Chin's face is the oldest of these pictures and dates from a time I was not very skilled at Artbreeder. His headshot seems crude to me now, although in fact he's not supposed to be particularly handsome. He's popular with the ladies because of his athleticism and because he's a classic Bad Boy. He enters Alfred's life as a bully and principal tormentor but he evolves into ... something I won't spoil. I'll only say it has something to do with performing amateur surgery on a Welsh Corgi.

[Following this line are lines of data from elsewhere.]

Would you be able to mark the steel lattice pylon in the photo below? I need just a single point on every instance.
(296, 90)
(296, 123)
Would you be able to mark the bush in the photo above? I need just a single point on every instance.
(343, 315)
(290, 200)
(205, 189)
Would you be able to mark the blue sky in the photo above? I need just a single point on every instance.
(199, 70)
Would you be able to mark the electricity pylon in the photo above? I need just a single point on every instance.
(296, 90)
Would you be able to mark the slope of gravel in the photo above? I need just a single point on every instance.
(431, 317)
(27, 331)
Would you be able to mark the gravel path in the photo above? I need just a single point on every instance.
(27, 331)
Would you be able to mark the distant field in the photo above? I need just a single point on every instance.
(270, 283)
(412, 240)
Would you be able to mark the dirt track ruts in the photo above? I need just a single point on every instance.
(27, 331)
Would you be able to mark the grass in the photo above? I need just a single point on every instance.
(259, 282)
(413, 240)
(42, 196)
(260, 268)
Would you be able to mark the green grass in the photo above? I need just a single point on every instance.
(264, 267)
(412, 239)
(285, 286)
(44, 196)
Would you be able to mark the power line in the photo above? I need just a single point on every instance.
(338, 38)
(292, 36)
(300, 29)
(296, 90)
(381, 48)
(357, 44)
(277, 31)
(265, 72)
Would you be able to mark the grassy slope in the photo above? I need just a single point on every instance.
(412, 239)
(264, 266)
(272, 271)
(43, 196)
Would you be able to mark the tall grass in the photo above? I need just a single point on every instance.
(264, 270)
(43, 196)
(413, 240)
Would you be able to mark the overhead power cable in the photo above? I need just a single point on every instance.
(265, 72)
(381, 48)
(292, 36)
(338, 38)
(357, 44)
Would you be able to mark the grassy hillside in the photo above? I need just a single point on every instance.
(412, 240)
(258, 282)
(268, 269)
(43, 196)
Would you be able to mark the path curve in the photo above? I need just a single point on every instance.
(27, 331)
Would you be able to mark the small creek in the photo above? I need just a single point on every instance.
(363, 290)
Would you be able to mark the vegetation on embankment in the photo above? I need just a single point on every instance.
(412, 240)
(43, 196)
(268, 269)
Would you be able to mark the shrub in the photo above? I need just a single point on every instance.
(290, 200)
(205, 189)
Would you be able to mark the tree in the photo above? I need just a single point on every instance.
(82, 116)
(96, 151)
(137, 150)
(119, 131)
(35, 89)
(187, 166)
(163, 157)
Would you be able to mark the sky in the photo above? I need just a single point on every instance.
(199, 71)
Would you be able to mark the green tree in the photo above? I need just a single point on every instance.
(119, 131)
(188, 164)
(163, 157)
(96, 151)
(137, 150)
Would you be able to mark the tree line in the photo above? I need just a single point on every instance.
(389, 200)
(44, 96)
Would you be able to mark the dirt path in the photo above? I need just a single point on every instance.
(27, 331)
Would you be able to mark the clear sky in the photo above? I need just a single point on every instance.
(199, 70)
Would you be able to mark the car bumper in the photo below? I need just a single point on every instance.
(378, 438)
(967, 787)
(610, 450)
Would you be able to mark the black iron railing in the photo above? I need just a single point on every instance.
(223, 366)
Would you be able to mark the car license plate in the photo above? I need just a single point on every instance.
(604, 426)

Rav is Alfred's most loyal friend. He's brilliant but closed off and people don't know what to make of him. He plays a pivotal part at the end and, yes, there's a dog involved there too.
George has a mysterious past but it definitely included special ops and spy work. by training and temperament he is excessively cagey with his feelings and opinions. He is not someone you mess with.
As I said, Artbreeder is fun to use and there's no question I'll be using it for every novel I write going forward.